Hey! Assholes! I hate spam--in e-mail, on the phone, in real life, and ESPECIALLY in blog comments. Do I head over to your blog or site where you're trying to sell nekkid boobie pictures or increase someone's dick size and leave comments about my kids or my dead dog or my business trips? NO I DO NOT. SO CUT. IT. OUT. (Yes, I realize I am yelling at bots. But the kids are at school and you have to yell at something.)

Admittedly, even *I* don't show up on my blog all that much. So imagine my joy today when I saw a little tab called "Comment Moderation" on Blogger. Goodbye, anonymous posters! Hello,
word verification! Suck it, spammers! May this blog soon get back to normal, where real, flesh-and-blood people are busy ignoring it. I can't wait.

Wednesday, May 05, 2010

Keep America Safe

I was in New York last week. While I was there, I witnessed something frightening. Something unsafe. Something that threatens the American way of life. I'm not talking about this:

Which also did happen while I was there

I'm talking about this:

The three most dangerous words in the English language: ACID WASH JEGGINGS

They're jeggings. They're at Bloomingdales. And they're terrifying.

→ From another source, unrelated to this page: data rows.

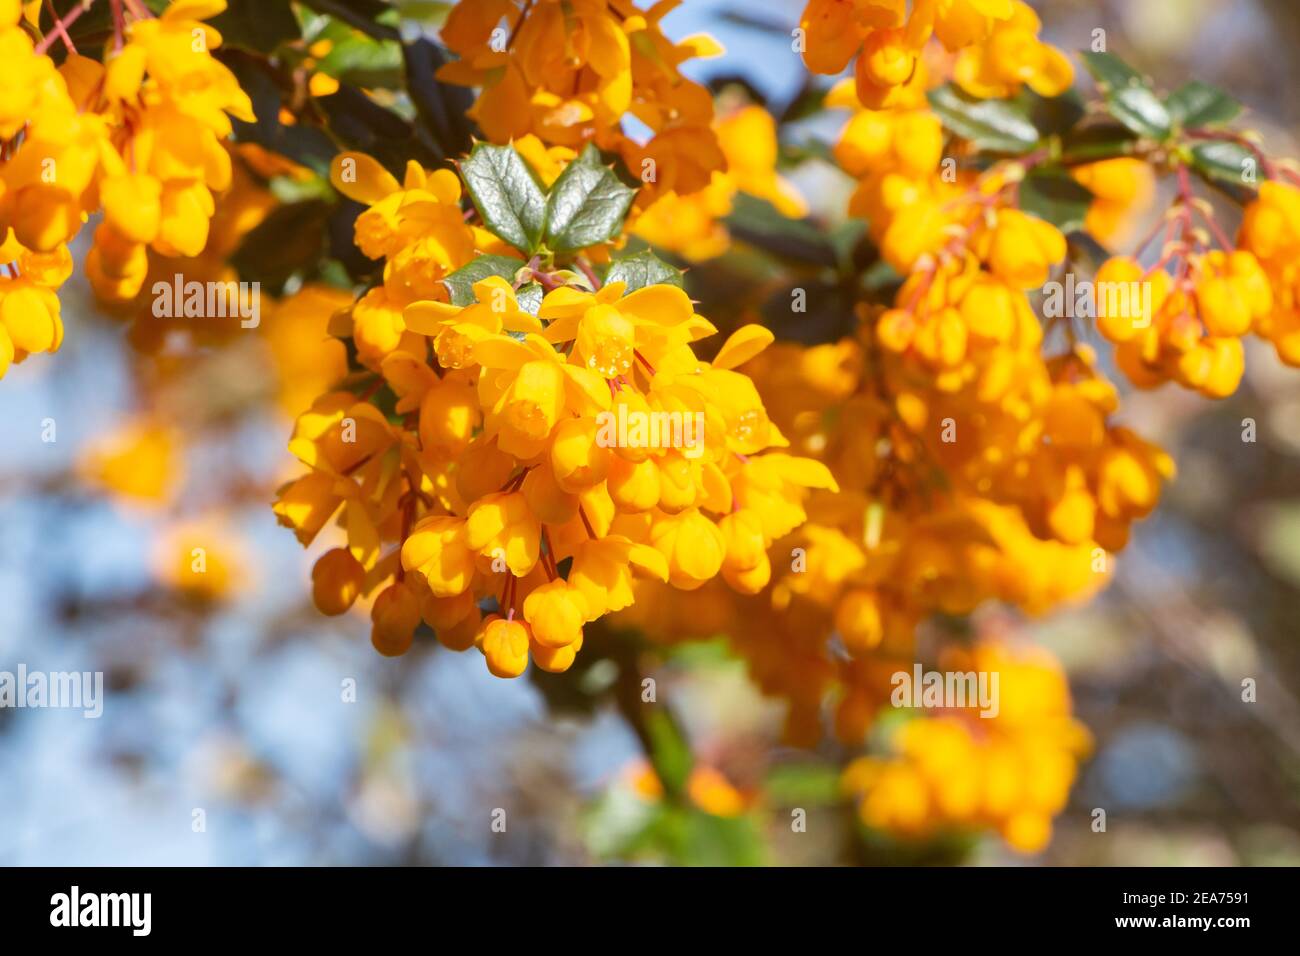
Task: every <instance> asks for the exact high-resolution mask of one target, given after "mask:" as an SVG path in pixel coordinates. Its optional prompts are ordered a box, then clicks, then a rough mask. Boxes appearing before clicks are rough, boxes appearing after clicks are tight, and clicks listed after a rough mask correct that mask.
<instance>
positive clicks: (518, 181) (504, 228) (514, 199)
mask: <svg viewBox="0 0 1300 956" xmlns="http://www.w3.org/2000/svg"><path fill="white" fill-rule="evenodd" d="M460 176H461V177H463V178H464V181H465V186H467V189H468V190H469V198H471V199H473V202H474V208H477V209H478V215H480V216H482V217H484V224H485V225H486V226H487V229H490V230H491V232H493V233H494V234H495V235H498V237H500V238H502V239H504V241H506V242H508V243H510V245H511V246H513V247H515V248H517V250H519V251H520V252H533V251H536V250H537V245H538V243H539V242H541V238H542V229H543V228H545V225H546V195H545V194H543V193H542V187H541V186H539V185H538V182H537V177H536V176H533V170H532V169H529V166H528V164H526V163H525V161H524V157H523V156H520V155H519V153H517V152H515V148H513V147H511V146H490V144H487V143H478V144H477V146H474V148H473V151H472V152H471V153H469V159H467V160H465V161H464V163H461V164H460Z"/></svg>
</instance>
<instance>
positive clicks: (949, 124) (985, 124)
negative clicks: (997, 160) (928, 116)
mask: <svg viewBox="0 0 1300 956" xmlns="http://www.w3.org/2000/svg"><path fill="white" fill-rule="evenodd" d="M928 98H930V105H931V107H933V109H935V112H936V113H939V118H940V120H943V121H944V126H946V127H948V129H949V130H952V131H953V133H956V134H957V135H959V137H961V138H962V139H969V140H970V142H971V143H972V144H974V146H976V147H979V148H982V150H991V151H993V152H1009V153H1023V152H1028V151H1030V150H1032V148H1034V147H1035V146H1036V144H1037V142H1039V130H1037V127H1036V126H1035V125H1034V122H1032V121H1031V120H1030V117H1028V113H1027V112H1026V109H1024V104H1015V103H1011V101H1010V100H980V99H975V98H974V96H970V95H967V94H966V92H963V91H962V90H958V88H957V87H956V86H953V85H952V83H949V85H948V86H941V87H939V88H936V90H931V91H930V94H928Z"/></svg>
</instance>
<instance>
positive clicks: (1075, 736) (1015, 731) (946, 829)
mask: <svg viewBox="0 0 1300 956" xmlns="http://www.w3.org/2000/svg"><path fill="white" fill-rule="evenodd" d="M945 666H946V667H950V669H952V670H954V671H962V672H972V674H997V675H998V679H1000V680H998V713H997V714H996V715H995V717H985V715H983V714H982V713H980V711H979V709H978V708H976V706H966V708H952V709H948V710H943V711H939V713H937V714H933V715H931V714H928V713H927V714H924V715H920V717H915V718H913V719H907V721H904V722H902V723H901V724H900V726H897V728H896V730H894V731H893V734H892V735H891V737H892V740H891V743H889V753H888V754H887V756H881V757H874V756H872V757H861V758H859V760H857V761H854V762H853V763H850V765H849V766H848V767H846V769H845V771H844V778H842V786H844V788H845V790H846V791H848V792H849V793H850V795H853V796H854V797H855V799H857V800H858V810H859V814H861V817H862V821H863V823H866V825H867V826H870V827H874V829H876V830H883V831H885V832H889V834H893V835H896V836H902V838H907V839H918V838H924V836H928V835H932V834H936V832H941V831H958V832H959V831H963V830H972V829H979V827H991V829H995V830H997V831H998V832H1000V834H1001V835H1002V838H1004V839H1005V840H1006V842H1008V844H1009V845H1010V847H1013V848H1014V849H1018V851H1021V852H1023V853H1036V852H1037V851H1040V849H1043V848H1044V847H1045V845H1047V844H1048V840H1049V839H1050V838H1052V818H1053V817H1054V816H1056V814H1057V813H1060V812H1061V810H1062V809H1063V808H1065V804H1066V800H1067V797H1069V793H1070V786H1071V784H1073V783H1074V778H1075V774H1076V770H1078V762H1079V760H1080V758H1082V757H1083V756H1084V754H1086V753H1087V752H1088V749H1089V748H1091V737H1089V735H1088V732H1087V730H1084V727H1083V726H1082V724H1080V723H1079V722H1078V721H1075V719H1074V718H1073V717H1071V715H1070V688H1069V684H1067V683H1066V678H1065V672H1063V671H1062V669H1061V666H1060V663H1057V661H1056V659H1054V658H1053V657H1052V656H1050V654H1049V653H1047V652H1045V650H1043V649H1040V648H1021V646H1014V645H1009V644H1004V643H1001V641H995V640H988V641H982V643H980V644H978V645H976V646H975V648H972V649H971V650H969V652H966V650H961V652H954V653H952V654H950V656H949V659H948V661H945Z"/></svg>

Jeggings, for the uninitiated or those in denial, are leggings--printed up to look like jeans. That's right. Leggings that look like jeans. HOW LAME IS THAT? You can't just wear skinny jeans that are really stretchy? You have to wear these? What do you pair them with? One of those shirts that's printed with a tuxedo? I mean seriously. Who wears this stuff?

I think the designers intended for people like this to wear them:

Based on my informal research, the real buyers look more like this:

But the real bottom line is that NOBODY should be wearing jeggings. They are a danger to society. If you care about America, hell, if you care about the whole world, please don't buy these. Buy a pair of supertight jeans that you need pliers to zip up, and suffer for fashion. Better you than the rest of us.